Did we forget how soul-killing it can be to restrict freedom, narrowing people’s options until they are afraid, or do not feel entitled, to complain? Did we also forgot how much work it is to be free, how democracy is not a given but a project?

Liberty is what this country promised, not unchecked freedom. Liberation is what women (and anyone else who was not a White able-bodied heterosexual male) fought to attain. Liberty protects our rights and limits government’s (or society’s) power to restrict them—as long as they do not infringe on the rights of others. You cannot take a big, diverse nation and give freedom only to, say, the White people, or the Christians, or the left.

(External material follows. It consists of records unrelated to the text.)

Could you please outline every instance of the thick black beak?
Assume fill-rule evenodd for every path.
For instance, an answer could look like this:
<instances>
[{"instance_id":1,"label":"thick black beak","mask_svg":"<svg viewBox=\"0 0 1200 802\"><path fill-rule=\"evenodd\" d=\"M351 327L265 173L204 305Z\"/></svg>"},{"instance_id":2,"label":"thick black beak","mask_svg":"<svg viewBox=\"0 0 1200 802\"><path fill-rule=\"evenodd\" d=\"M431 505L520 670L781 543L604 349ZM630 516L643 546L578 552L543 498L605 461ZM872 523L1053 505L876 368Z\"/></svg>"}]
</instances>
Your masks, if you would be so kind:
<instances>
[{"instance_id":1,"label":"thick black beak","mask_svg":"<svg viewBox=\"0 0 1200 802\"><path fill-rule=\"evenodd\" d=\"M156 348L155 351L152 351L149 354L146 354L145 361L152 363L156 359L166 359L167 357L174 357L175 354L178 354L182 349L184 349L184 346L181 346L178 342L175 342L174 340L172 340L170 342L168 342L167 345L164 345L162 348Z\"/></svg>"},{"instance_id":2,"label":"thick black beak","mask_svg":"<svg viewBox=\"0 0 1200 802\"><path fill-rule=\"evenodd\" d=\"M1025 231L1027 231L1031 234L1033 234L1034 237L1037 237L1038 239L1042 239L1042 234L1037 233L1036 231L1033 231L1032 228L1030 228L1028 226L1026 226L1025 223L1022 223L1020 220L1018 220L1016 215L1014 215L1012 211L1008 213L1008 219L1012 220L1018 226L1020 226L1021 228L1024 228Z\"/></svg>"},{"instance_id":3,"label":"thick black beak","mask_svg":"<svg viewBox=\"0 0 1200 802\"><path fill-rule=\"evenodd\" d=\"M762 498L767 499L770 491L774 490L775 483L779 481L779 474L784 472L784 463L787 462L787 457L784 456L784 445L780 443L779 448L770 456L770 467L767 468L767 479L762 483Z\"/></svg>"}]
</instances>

The point of this nation was that we were all at liberty to choose how we wanted to live—not to crack down on those who disagreed. The founders never promised a self-interested freedom that ignores its consequences for others, whether through contagion, coercion, suppression, pollution, or a plundering of common resources. When we are at liberty, we are responsible for one another. “Freedom,” unrestrained, quickly turns selfish and capricious. Destructive and chaotic, it winds up welcoming tyranny—which was supposed to be its opposite.